2D Rotary Positional Encodings (AS2DRoPE)
- The paper introduces AS2DRoPE as an extension of 1D RoPE to efficiently encode 2D spatial relationships using block-diagonal rotations.
- It employs parameter-efficient rotation matrices that preserve relative positional invariance, periodicity, and memory efficiency in Transformers.
- Empirical benchmarks demonstrate that AS2DRoPE achieves lower FLOPs and state-of-the-art accuracy in trajectory prediction and vision tasks compared to traditional RPE methods.

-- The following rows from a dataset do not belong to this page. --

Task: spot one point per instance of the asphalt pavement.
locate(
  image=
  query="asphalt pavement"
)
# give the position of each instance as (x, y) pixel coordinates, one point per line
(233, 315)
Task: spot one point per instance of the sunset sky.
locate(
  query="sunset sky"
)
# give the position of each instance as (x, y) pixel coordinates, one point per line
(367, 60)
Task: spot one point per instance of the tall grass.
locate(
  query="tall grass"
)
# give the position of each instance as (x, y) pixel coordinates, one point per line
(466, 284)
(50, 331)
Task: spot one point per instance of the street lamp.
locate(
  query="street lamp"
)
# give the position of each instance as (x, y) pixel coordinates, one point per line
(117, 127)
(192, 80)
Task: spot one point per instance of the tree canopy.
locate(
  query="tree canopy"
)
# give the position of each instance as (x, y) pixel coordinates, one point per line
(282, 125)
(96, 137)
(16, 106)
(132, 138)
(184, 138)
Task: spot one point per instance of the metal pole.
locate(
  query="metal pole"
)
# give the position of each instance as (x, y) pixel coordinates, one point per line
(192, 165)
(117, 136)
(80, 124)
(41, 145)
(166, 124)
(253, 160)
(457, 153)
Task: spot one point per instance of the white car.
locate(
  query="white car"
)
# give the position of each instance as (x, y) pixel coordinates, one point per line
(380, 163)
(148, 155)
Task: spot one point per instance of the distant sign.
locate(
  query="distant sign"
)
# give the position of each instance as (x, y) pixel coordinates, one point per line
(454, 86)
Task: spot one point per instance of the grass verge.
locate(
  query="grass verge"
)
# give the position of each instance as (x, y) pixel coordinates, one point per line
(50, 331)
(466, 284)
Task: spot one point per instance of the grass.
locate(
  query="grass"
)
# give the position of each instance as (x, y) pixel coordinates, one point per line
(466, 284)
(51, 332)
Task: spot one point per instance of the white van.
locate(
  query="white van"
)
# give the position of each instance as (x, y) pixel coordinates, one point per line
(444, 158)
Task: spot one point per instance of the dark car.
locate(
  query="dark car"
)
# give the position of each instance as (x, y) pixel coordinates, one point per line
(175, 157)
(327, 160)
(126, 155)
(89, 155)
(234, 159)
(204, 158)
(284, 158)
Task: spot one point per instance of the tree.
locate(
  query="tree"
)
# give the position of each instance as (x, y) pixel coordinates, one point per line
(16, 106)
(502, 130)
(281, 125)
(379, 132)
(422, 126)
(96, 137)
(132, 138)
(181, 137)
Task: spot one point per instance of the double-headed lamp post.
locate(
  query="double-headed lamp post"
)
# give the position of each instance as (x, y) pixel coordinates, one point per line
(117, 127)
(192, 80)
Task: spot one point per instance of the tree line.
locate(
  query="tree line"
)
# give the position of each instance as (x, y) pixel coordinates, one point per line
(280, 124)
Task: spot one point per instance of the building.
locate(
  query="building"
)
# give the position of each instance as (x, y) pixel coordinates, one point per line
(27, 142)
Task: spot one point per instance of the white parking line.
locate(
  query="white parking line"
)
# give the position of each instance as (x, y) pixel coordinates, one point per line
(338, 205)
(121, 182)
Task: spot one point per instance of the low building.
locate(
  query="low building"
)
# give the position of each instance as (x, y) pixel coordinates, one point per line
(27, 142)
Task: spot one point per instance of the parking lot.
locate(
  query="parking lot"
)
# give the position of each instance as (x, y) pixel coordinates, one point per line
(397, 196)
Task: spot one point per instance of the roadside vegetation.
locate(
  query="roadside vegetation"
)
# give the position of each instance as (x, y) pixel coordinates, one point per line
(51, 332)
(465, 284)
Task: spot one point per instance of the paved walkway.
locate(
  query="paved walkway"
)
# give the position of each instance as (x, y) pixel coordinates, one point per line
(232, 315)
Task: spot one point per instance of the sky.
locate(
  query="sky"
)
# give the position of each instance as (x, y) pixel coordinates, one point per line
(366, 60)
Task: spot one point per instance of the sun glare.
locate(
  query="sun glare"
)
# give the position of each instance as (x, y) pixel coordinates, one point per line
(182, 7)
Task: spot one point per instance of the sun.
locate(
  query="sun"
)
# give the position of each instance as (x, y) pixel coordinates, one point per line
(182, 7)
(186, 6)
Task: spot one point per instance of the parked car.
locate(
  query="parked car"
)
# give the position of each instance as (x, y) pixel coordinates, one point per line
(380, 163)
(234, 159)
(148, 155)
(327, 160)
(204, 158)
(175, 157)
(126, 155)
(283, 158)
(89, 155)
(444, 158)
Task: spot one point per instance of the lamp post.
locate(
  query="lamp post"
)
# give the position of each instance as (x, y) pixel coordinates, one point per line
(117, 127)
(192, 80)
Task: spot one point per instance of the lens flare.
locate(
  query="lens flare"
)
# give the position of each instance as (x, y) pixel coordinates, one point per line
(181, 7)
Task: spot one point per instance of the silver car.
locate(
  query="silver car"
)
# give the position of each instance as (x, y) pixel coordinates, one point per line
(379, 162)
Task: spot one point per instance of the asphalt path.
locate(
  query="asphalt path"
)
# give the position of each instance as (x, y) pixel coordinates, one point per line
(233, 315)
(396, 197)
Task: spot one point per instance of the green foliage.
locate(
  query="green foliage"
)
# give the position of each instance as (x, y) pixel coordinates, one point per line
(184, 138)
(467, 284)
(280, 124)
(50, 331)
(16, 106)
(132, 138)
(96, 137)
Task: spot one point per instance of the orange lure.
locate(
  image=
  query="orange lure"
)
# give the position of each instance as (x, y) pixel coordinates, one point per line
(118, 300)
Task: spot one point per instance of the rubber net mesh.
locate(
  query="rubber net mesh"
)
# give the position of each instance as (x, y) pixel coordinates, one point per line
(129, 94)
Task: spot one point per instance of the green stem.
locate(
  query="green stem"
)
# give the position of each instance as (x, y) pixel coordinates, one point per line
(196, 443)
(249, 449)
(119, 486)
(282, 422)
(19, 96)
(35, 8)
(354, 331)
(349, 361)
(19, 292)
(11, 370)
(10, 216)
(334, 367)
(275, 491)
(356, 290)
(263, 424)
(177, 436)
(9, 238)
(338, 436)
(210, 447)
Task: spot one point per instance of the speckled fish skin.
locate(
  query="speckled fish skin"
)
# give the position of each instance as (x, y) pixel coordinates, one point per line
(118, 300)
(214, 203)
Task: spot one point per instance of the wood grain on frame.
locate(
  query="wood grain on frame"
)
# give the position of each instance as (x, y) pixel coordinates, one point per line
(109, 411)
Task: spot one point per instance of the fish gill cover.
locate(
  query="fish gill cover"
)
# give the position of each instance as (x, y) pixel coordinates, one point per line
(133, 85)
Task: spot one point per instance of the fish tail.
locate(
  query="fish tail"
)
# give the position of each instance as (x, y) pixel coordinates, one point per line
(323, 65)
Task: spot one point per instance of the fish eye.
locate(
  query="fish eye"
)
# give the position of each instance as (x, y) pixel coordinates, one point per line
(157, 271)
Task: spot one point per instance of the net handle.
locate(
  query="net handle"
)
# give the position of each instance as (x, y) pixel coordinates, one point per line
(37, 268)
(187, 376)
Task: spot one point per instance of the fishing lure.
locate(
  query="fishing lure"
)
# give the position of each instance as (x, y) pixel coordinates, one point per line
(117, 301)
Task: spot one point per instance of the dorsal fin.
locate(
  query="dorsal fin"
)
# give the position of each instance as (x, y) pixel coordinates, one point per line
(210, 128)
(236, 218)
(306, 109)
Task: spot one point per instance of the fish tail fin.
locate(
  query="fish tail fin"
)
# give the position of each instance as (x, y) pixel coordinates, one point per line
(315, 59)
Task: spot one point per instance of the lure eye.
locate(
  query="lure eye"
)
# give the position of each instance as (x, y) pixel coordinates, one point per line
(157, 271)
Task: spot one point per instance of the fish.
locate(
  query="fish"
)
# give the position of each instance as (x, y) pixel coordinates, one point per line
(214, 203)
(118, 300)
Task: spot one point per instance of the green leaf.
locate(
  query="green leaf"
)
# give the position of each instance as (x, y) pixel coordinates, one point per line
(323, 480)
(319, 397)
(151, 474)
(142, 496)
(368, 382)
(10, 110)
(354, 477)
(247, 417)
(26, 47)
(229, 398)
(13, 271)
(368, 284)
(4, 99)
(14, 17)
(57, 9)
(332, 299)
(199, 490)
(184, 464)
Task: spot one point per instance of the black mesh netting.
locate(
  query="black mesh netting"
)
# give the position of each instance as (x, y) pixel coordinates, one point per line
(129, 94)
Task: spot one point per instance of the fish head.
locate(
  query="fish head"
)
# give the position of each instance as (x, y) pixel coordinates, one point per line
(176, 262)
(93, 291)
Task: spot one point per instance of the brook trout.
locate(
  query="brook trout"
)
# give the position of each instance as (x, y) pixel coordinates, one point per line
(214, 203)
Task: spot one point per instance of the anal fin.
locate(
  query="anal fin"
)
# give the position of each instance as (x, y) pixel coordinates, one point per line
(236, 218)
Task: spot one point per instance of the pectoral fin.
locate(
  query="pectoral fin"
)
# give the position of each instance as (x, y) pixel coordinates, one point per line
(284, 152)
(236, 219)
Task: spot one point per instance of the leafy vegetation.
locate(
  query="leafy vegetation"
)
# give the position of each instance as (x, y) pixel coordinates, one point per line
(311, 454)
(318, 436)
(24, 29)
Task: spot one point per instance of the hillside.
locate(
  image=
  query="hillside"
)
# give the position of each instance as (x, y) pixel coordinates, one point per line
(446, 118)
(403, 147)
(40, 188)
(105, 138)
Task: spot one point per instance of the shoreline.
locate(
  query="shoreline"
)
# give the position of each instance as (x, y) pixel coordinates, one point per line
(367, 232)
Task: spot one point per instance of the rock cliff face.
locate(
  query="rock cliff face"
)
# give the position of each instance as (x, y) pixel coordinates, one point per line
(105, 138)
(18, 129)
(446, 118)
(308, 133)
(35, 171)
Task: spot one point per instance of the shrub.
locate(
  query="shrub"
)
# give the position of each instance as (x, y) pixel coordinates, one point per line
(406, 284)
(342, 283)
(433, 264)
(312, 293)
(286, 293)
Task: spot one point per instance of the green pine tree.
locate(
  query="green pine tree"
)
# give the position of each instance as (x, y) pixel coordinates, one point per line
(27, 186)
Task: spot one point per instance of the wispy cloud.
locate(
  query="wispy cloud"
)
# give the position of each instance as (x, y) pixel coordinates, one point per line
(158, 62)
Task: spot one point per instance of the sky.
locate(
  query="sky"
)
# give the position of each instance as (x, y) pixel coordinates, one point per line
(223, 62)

Two-dimensional rotary positional encodings (AS2DRoPE) are a class of positional encoding strategies for Transformers that generalize the one-dimensional Rotary Position Embedding (RoPE) technique to structured, two-dimensional spatial domains. Originally motivated by the need for efficient agent interaction modeling in trajectory prediction, AS2DRoPE and its variants are mathematically grounded in the representation theory of the special orthogonal group and its Lie algebra, and are designed to preserve critical properties such as relative positional invariance, periodicity, and memory efficiency. Unlike explicit relative position embeddings, which incur quadratic memory overhead, these encodings apply parameter-efficient rotations to queries and keys, enabling space and time efficiency at scale while maintaining sensitivity to 2D geometric relationships.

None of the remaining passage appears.